Trump podría intentar volver a la Casa Blanca en 2024. Pero un trumpismo sin Trump tal vez sea aun más temible. Un mitómano que desprecia la democracia e hizo un gobierno desastroso, incapaz de actuar con disciplina o armar equipos de trabajo, coronado con un manejo catastrófico de la crisis del coronavirus, sacó cerca del 47% de los votos. Como dice la socióloga turca Zeynep Tufekci, “el próximo líder autoritario será mucho más competente”, aplicando con más talento político las mismas ideas: la crítica a un sistema que “beneficia desproporcionadamente a los más ricos, abandonando a grandes capas de la población” y el uso de “la desconfianza en muchas instituciones liberales de la democracia, como la prensa”.

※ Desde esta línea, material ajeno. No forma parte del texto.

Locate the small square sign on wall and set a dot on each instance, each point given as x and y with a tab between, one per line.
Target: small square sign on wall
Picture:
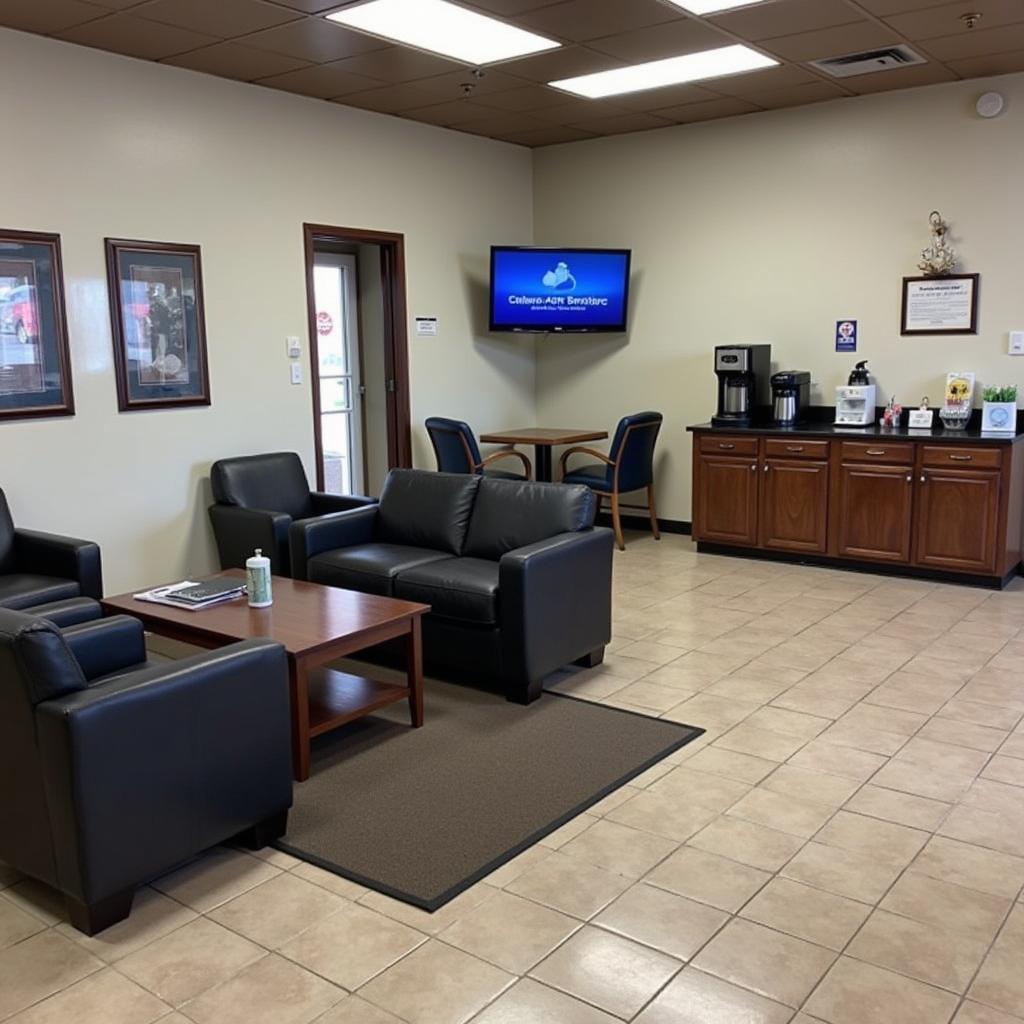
846	336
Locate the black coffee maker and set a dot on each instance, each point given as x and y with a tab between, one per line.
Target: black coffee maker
742	373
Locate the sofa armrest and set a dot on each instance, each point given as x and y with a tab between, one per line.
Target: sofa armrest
107	645
65	557
147	769
309	538
240	531
324	504
555	603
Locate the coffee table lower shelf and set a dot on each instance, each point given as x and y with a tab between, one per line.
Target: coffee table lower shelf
339	697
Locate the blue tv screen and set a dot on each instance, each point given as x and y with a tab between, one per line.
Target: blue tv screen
559	290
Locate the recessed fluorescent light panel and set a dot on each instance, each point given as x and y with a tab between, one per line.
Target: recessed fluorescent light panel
713	6
690	68
442	28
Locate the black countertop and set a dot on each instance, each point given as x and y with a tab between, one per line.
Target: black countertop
871	432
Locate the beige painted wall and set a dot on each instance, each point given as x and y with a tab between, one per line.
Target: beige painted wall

¿Qué nos dice todo esto a los chilenos? Lejos de una cómoda fábula sobre las “tres comunas”, nos obliga a examinar las esperanzas y peligros de nuestro propio momento populista. También en Chile la lógica de pueblo versus élite domina el sentido común. Pero a diferencia de Estados Unidos, este movimiento no ha traído polarización partidista, sino una unión popular que se demostró en hitos como la marcha del millón y el abrumador triunfo del Apruebo en el plebiscito.
Por ahora, el proceso constituyente ha tenido la virtud de canalizar esa energía populista en un proceso constructivo. Por ahora. Porque si la clase política insiste en secuestrar la Convención Constitucional para sus propios intereses, dominándola con sus cuadros y cocinas, la esperanza dará paso a la frustración. Y entonces la mesa quedará servida para un líder autoritario o una lideresa mesiánica que, desde la izquierda o la derecha, prometan drenar nuestro propio pantano y encabezar la lucha del pueblo virtuoso contra la élite corrupta.
El único antídoto es la inclusión. El plebiscito disparó la participación en comunas urbanas vulnerables y de clase media. Miles de jóvenes en Puente Alto, La Pintana y Maipú votaron por primera vez en sus vidas. El estallido y la crisis de la pandemia están reactivando, aunque aún embrionariamente, el tejido social. Juntas de vecinos, ollas comunes y centros comunitarios están reconectando a sus vecinos en zonas tomadas por el narco y pauperizadas por el desempleo. Se suman a organizaciones que ya llevan años defendiendo el medio ambiente, protegiendo el agua, y de paso creando sentido de pertenencia a lo largo de Chile.
Esos ciudadanos, esos líderes locales y esas redes de base deberían ser protagonistas en el proceso constituyente. En cambio, los partidos pretenden coparlo con militantes adornados con algunos “rostros” y familiares de políticos. Si nuestra élite, con su inveterada ceguera sobre lo que ocurre en su propio país, insiste en bloquear esa inclusión, sólo pavimentará el camino a nuestro propio Trump. Candidatos para ese trabajo no faltan.